Adam: 8am on the day of the inspection we were informed by our landlord’s head facilities person that city inspectors would be there at 10am. This was on a weekday, so most of us had to be at our 9-5 jobs and there was no time to so much as empty a trashcan before they got there. Because we did not have an occupancy permit, we were told that we could not use the space, effective immediately. Since then we have filed for and received a building permit that allows us to be in the space to work on renovations. Once those have been inspected and signed off, we can apply for our occupancy permit, and once we have that we can resume semi-normal operations. A few of our more industrial activities may still be unavailable until additional changes are made, but the city is allowing us to reopen first and add those in as we’re able.
Joe: It was also closed because of immediate concerns since they faced as much liability as we did. If inspectors know about a potential problem and it happens, they’re at fault and can get sued, too. It’s absolutely not a case of “those bureaucrats wanted their due”.
JB: How much do you have left to do before you reopen?

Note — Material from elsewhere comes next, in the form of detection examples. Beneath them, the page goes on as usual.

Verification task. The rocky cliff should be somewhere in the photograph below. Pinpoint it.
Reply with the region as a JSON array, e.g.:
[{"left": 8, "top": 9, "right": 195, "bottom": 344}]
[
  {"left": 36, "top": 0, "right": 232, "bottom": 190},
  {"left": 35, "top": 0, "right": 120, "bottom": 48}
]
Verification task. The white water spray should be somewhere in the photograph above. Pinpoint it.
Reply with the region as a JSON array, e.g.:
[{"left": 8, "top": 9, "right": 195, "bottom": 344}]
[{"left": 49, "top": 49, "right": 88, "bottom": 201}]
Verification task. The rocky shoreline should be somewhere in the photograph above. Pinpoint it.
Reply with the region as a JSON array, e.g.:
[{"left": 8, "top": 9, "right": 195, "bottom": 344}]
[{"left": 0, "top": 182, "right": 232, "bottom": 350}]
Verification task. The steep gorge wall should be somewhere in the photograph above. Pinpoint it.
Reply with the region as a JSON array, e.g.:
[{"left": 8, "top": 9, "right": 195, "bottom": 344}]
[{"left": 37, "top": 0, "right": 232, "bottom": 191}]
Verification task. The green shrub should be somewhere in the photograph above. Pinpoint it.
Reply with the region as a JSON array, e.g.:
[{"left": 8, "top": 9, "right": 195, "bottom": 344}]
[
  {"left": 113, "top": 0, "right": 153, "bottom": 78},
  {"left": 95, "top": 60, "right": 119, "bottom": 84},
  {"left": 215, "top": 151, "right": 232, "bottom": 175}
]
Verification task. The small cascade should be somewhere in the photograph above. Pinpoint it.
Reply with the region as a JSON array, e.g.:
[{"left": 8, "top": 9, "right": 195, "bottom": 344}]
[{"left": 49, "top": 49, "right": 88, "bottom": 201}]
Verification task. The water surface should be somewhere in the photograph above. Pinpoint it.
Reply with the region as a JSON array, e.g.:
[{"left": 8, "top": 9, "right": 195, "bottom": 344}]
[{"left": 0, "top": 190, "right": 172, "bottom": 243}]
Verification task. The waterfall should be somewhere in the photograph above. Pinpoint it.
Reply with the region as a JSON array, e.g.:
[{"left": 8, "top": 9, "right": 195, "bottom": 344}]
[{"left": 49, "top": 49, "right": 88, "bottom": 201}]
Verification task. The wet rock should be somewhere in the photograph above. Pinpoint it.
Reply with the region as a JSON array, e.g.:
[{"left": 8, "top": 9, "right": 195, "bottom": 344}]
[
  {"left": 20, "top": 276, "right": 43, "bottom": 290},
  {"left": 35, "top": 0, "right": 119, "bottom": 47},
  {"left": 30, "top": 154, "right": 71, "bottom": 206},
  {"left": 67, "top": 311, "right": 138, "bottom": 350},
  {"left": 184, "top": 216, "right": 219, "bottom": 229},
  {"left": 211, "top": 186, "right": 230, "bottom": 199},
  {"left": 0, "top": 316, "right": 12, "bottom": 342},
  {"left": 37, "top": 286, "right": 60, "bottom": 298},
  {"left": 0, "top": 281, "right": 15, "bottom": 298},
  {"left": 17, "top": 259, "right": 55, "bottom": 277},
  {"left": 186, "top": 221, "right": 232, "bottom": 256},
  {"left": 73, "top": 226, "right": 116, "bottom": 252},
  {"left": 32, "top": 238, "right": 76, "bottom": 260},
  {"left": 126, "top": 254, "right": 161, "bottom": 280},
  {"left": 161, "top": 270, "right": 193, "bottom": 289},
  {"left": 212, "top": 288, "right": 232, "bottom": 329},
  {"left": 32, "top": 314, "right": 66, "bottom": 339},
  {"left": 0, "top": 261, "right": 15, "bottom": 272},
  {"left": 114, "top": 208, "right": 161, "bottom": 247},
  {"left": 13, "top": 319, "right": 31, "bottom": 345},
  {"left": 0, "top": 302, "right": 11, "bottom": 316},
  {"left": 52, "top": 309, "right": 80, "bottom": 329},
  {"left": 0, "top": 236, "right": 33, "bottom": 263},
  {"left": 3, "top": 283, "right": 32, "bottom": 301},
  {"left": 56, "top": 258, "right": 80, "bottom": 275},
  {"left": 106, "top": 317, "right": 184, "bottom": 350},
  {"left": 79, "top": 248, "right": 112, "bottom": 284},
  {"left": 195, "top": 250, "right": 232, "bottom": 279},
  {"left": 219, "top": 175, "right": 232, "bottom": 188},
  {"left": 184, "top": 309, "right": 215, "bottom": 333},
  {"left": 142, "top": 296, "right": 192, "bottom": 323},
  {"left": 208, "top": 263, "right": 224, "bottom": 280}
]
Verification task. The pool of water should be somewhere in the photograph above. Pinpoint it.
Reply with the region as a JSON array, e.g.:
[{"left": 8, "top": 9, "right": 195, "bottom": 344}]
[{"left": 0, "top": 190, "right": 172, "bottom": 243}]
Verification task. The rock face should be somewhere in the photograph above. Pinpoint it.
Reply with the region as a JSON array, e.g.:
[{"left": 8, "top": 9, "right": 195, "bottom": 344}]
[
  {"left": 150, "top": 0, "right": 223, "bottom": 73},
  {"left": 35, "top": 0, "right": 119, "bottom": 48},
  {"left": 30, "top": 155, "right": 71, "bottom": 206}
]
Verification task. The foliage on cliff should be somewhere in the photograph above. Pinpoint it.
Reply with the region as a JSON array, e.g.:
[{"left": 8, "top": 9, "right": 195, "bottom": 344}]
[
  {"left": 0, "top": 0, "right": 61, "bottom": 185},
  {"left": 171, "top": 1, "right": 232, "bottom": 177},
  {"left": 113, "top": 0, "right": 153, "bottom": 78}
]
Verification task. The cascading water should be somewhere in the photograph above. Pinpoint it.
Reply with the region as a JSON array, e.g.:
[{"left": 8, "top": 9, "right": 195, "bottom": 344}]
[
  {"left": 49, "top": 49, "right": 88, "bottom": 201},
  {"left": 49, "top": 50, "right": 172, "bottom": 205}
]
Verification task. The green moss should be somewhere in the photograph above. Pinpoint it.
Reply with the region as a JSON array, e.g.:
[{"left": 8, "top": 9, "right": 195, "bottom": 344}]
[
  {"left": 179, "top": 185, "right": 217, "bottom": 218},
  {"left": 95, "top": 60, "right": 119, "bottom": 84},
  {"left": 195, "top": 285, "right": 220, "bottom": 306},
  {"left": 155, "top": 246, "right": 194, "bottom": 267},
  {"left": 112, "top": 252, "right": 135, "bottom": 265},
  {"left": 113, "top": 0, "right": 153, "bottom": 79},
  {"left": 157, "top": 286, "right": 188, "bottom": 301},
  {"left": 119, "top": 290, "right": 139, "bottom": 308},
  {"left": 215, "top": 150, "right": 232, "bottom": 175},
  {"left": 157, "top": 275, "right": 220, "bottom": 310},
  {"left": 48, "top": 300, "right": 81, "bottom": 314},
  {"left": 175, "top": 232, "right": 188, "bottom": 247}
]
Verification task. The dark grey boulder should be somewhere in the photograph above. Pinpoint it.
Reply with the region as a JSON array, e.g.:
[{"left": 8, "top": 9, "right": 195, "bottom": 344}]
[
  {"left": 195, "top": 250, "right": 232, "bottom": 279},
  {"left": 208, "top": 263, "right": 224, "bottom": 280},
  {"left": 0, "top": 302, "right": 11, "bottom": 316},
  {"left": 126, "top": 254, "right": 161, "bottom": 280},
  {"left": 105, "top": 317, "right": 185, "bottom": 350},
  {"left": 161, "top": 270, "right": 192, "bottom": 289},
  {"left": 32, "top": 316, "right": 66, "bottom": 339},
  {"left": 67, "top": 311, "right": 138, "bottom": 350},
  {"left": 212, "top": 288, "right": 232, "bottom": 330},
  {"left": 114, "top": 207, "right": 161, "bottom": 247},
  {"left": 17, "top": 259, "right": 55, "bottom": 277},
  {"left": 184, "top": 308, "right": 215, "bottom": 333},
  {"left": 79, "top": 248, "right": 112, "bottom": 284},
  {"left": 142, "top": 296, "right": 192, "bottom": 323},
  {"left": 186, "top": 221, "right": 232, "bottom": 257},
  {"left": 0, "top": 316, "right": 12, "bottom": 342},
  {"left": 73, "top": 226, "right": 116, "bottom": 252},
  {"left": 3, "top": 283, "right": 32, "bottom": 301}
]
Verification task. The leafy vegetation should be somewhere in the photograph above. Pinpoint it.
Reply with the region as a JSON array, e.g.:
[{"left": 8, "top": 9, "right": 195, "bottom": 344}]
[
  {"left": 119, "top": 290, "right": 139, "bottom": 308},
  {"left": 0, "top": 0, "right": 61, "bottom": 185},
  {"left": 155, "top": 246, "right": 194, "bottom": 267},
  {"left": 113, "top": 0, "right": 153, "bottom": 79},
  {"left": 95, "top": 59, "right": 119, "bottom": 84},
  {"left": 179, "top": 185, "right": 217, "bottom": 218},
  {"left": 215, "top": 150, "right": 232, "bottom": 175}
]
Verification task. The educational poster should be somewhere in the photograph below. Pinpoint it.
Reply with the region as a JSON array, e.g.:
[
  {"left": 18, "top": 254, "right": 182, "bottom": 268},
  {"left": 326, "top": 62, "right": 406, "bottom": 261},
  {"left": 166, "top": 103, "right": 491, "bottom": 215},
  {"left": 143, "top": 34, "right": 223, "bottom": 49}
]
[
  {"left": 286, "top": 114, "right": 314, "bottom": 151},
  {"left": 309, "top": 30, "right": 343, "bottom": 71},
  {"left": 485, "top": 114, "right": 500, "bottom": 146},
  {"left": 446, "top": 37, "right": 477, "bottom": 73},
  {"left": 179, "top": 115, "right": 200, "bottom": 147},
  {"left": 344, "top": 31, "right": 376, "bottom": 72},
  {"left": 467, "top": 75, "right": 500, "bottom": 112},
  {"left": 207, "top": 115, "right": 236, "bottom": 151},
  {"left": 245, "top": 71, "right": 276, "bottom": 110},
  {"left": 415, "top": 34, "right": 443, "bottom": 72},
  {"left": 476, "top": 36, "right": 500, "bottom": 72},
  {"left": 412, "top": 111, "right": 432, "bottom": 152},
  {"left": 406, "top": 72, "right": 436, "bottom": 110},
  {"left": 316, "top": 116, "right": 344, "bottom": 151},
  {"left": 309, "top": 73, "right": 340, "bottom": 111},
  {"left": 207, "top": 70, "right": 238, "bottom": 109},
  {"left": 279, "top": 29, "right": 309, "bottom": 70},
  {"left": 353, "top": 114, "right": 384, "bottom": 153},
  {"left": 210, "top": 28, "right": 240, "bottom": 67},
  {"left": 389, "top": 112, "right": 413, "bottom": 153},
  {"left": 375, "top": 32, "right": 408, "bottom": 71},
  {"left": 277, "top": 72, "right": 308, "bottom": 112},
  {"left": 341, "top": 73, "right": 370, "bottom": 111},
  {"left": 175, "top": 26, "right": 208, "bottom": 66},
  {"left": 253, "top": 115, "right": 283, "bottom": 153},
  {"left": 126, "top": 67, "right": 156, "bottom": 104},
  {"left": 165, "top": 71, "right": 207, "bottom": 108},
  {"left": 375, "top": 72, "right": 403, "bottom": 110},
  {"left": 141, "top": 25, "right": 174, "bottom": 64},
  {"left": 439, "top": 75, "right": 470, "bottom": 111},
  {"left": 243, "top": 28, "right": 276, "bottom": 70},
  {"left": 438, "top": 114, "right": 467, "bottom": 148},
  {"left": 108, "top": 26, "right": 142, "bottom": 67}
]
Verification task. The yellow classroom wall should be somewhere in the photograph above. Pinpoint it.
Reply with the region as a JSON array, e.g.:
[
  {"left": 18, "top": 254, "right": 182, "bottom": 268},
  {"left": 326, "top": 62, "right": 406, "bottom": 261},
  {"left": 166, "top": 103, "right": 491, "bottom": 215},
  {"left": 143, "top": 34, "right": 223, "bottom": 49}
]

Adam: We’re making great progress. The new ADA compliant bathroom has been framed and the plumbing roughed in with initial inspections scheduled for Thursday. We’ve been addressing the electrical issues and started work on the new circuits last night, which includes adding emergency lighting and exit signs. We’ve also done a lot of clean up and organization, gotten rid of some accumulated junk, and increased our storage capacity.
Joe: We should be able to re-open the simpler (from a regulations and permit perspective) parts of the space quickly and resume making (things like electronics, programing) while re-opening the more complicated parts (welding, metalwork) as fast as we can provide approved areas to do such.
JB: Thanks! (and feel free to add anything based on what you wanted to tell readers.)
Adam: I will add that this closure hasn’t been entirely a bad thing. There were a lot of infrastructure related projects we have been wanting to do for quite some time now, and this gave us the perfect opportunity to do them. For instance we’ve wanted to paint the floor under the lift, but it’s such a popular feature that we hadn’t been able to block off the area for a week to let the paint cure. We can also wrap up a multitude of things that were started then stalled when they were “good enough”, like drywall that was repaired but never painted. We’ve always been safety conscious and require members to be trained before they use any potentially dangerous equipment. We’ve gained a ton of supporters and friends, and while we’ve lost a few members due to the closure, I think we’ll have a net positive with all the people who have said they want to join as soon as we reopen. Some of our hardest working helpers have been people that weren’t even members before this happened. We have no employees (directors pay dues like everyone else), everything is done by volunteers, and we couldn’t do it without them. Once this is all done we’ll have a much better organized and impressive looking facility than we did before.
Joe: Although there are a lot of positives, it has been a drain on our finances. We’re not charging members dues during the closure (though several have graciously volunteered to pay anyway), and we have a lot of costs associated with the construction on top of still making rent. We could really use help through donations and want to give a shout out to Space Federation, a non-profit we’ve been involved with that is set up to help hackerspace-like groups throughout the world. Paypal donations sent via the link on our web page are handled by them, and thus are tax deductible. They’ve also been extremely helpful in providing advice and guidance.